US tops World in Rising Stars

Credit to Author: Tempo Online| Date: Sun, 17 Feb 2019 14:00:47 +0000

CHARLOTTE, N.C. (AP) – When the likes of the Los Angeles Lakers’ Kyle Kuzma, Philadelphia’s Ben Simmons and Boston’s Jayson Tatum get to the NBA All-Star Game and partake in what’s become the preferred run-and-fun style where defense is discouraged at virtually all costs, this much is clear.

Kyle Kuzma of Team USA goes for a dunk during their game against Team World in the Rising Stars competition of the NBA All-Star Weekend in Charlotte Friday. (AP)

Kyle Kuzma of Team USA goes for a dunk during their game against Team World in the Rising Stars competition of the NBA All-Star Weekend in Charlotte Friday. (AP)

They’ll be ready.

Dunks, layups, 3-pointers and little else. That was the playsheet for the Rising Stars game Friday night, one where Kuzma led all scorers with 35 points on the way to MVP honors and the US team defeated the World squad, 161-144, on the floor that the All-Stars will be using on Sunday night.

Tatum added 30 points for the U.S. The teams combined for 37 3-pointers, 55 dunks and shot a combined 12 free throws.

“Last year, the World team kicked our butts,” Kuzma said. “They came in here and beat us by 30. A lot of us kind of remembered that.”

It was 31, actually — 155-124, not that it matters.

Tatum added 30 points in the game for first- and second-year players that was known for years as the Rookie Game.

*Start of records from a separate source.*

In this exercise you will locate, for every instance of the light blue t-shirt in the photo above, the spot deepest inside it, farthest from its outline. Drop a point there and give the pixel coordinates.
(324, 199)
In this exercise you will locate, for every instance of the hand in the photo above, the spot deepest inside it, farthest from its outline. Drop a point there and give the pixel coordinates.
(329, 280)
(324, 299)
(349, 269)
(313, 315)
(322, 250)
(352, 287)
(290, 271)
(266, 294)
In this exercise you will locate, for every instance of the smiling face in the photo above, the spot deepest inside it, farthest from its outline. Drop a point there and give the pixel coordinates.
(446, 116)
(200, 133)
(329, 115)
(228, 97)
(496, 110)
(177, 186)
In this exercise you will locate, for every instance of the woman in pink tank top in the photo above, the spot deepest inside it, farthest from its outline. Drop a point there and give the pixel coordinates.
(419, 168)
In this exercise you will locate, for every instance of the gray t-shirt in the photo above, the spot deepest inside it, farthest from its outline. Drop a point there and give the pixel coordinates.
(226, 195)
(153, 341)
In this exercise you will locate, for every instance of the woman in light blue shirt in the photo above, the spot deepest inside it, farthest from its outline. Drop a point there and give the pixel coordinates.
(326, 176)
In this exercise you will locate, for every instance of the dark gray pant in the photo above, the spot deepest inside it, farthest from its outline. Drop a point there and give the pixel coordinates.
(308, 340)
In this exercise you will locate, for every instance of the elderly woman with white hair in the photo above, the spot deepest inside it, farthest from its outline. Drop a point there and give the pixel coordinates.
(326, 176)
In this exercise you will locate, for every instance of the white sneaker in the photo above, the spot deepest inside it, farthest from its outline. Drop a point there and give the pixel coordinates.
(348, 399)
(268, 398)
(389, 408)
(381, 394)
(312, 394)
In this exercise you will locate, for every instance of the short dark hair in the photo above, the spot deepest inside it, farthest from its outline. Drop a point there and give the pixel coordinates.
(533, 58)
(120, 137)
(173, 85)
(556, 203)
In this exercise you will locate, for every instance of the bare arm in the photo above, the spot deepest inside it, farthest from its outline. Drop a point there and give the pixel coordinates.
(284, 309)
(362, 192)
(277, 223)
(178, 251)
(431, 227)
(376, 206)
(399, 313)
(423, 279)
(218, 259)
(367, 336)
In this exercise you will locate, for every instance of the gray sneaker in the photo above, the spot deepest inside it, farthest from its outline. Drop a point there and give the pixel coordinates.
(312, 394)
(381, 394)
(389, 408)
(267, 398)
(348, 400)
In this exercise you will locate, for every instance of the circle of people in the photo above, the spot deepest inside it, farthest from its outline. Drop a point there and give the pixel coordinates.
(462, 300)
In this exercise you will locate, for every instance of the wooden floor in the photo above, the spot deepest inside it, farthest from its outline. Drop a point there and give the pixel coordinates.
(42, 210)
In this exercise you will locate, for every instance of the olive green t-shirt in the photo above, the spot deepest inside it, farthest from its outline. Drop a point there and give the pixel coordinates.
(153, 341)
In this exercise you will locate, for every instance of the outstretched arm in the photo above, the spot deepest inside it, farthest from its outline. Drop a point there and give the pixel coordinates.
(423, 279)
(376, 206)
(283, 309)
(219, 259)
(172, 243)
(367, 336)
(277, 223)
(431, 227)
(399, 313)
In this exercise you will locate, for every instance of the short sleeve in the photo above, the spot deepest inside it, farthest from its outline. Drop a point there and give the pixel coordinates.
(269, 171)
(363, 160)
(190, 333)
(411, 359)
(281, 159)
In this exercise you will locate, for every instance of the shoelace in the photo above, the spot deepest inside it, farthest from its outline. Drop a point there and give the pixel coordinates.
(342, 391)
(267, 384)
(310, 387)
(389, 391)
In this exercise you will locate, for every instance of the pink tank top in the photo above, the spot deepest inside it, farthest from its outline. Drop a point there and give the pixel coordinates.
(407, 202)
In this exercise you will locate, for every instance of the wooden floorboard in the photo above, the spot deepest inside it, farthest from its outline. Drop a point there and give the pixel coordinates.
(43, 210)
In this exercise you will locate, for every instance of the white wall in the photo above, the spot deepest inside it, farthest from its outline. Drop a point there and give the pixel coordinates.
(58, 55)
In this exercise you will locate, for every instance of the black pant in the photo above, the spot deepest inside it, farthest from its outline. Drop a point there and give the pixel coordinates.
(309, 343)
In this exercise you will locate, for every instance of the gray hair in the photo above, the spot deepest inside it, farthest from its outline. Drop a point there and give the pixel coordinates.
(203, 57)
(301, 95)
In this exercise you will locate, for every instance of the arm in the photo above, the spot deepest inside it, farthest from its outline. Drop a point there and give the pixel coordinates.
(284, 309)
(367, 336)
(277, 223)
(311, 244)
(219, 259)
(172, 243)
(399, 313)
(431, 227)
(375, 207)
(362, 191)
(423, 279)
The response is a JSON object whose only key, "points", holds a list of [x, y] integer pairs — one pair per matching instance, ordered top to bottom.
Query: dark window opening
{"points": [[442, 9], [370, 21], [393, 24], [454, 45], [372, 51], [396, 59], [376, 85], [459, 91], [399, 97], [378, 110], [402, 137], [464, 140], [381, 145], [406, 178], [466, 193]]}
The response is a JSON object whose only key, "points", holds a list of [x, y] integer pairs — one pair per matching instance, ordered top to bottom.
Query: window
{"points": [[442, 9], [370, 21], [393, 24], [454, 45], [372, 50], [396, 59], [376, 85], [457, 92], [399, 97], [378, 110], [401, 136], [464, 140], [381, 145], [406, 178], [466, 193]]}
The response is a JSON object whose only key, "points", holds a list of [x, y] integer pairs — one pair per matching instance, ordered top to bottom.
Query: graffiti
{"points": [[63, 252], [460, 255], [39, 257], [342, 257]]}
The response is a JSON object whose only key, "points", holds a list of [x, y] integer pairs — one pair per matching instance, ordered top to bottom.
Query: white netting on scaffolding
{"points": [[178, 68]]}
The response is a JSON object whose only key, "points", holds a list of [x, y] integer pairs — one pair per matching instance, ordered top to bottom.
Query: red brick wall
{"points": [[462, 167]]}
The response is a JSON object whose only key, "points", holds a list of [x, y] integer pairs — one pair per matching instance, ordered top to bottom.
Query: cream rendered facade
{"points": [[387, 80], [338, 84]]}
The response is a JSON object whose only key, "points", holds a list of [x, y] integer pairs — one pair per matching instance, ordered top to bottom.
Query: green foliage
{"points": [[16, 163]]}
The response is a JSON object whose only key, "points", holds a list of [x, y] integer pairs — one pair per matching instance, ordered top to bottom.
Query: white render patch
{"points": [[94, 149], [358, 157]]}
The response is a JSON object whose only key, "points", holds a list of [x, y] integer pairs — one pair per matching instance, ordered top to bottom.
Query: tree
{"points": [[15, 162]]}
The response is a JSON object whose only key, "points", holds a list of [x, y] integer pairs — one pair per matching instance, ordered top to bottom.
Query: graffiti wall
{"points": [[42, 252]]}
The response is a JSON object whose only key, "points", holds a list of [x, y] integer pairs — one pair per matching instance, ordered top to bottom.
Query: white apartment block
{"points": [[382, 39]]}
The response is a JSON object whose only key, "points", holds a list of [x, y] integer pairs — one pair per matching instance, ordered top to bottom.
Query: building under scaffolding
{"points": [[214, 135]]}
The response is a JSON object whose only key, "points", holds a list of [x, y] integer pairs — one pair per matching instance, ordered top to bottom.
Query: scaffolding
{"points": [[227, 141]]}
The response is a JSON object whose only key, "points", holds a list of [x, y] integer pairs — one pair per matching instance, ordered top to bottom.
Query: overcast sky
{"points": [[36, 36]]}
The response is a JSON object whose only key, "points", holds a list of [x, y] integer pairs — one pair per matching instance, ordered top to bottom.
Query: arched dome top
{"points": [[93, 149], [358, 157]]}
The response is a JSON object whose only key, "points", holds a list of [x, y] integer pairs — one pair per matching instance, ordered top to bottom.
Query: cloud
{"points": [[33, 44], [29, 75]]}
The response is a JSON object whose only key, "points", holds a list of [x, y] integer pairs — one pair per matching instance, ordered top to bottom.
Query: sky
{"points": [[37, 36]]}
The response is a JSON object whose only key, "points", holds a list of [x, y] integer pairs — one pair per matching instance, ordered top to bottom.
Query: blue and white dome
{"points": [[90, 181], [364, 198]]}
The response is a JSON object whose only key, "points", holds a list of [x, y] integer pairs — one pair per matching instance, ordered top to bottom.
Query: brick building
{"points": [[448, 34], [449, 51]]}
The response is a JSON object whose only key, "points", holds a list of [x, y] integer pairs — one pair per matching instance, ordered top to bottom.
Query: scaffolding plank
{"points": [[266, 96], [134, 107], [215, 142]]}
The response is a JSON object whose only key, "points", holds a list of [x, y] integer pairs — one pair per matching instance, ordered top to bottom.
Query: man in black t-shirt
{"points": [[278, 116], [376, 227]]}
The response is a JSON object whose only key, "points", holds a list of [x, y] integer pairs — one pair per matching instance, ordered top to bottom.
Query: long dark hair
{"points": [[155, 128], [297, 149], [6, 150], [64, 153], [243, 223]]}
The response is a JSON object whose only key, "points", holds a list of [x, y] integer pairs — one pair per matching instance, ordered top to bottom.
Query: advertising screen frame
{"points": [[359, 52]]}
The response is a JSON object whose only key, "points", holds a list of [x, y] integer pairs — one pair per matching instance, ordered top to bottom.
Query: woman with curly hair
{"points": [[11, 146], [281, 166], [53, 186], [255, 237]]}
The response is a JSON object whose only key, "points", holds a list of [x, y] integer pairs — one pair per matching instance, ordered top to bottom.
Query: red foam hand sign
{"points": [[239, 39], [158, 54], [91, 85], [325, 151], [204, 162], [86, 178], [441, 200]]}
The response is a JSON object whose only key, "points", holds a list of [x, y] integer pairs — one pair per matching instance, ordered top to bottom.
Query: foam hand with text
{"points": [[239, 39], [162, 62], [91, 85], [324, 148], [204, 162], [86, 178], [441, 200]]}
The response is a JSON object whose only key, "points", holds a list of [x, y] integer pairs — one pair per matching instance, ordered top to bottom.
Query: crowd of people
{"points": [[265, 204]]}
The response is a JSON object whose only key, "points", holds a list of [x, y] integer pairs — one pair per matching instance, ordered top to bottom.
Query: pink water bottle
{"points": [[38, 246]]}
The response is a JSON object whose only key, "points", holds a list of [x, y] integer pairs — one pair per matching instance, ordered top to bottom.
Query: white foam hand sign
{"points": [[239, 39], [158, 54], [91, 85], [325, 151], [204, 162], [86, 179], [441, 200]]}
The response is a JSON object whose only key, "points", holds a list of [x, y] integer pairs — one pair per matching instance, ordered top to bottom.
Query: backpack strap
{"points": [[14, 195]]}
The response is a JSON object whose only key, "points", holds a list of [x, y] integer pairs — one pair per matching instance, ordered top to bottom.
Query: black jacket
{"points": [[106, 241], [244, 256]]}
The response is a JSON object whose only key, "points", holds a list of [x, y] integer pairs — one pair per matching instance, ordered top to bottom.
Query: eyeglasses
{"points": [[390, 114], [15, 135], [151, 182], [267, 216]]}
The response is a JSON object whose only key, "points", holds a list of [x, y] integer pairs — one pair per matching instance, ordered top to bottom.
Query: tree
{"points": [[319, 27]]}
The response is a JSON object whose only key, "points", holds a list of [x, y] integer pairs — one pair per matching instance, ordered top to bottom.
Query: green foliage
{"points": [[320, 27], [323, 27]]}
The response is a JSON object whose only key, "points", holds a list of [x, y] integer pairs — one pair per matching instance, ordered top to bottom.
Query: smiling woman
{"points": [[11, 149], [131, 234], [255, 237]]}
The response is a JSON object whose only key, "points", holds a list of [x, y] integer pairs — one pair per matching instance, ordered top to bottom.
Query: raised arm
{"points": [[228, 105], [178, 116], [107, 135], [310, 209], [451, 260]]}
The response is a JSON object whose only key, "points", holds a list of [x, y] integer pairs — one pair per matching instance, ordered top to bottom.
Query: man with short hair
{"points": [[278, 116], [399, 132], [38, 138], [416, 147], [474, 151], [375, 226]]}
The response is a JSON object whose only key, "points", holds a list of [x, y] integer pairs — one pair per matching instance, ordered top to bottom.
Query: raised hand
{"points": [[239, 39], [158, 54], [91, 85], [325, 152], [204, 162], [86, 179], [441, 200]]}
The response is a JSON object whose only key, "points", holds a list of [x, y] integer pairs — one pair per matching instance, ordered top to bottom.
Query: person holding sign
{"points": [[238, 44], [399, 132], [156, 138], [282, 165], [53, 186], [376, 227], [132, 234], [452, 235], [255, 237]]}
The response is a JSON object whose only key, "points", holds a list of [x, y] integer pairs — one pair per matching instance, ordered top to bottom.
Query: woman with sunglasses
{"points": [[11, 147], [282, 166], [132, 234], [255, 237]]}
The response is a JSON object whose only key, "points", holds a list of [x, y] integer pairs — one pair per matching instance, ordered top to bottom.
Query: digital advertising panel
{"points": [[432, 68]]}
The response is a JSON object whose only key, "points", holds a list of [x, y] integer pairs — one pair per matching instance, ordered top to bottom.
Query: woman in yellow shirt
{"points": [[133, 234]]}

Atlanta’s Trae Young finished with 25 points and 10 assists, Sacramento’s De’Aaron Fox had 15 assists and Utah’s Donovan Mitchell added 20 points, nine assists and seven rebounds.

Everyone looked happy afterward.

The US squad had a bit more reason to look that way.

“There’s a $25,000 bonus for winning the game,” Kuzma said. “So that’s good.”

Philadelphia’s Ben Simmons led the World team with 28 points on 14 for 17s hooting. Chicago’s Lauri Markkanen had 21 points for the World squad, and Dallas’ Luka Doncic had 13 points and nine assists.

Both teams shot 55 percent. The difference was on 3s — the U.S. was 21 for 51, while the World was 16 for 52.

The mood from the outset was predictably light, even including the pregame speeches from US coach Kyrie Irving of the Boston Celtics and World coach Dirk Nowitzki of the Dallas Mavericks.

“I want us to share the ball and not one guy dribble it 20 times and hoist something up – like Luka does with the Mavs,” Nowitzki said, laughing a bit at his own joke.

Irving’s message was succinct.

“Just have some fun,” Irving said. “It’s OK to compete.”

Doncic talked Phoenix’s DeAndre Ayton out of taking the opening tap for the World team, with the young Mavs star jumping against Fox instead of having either center handle the honors. Young was throwing an alley-oop lob to Atlanta teammate John Collins for a 360-degree dunk in one possession, then crossing over Josh Okogie in almost comical fashion on the next.

“We gotta play some defense,” Mitchell implored teammates at one point.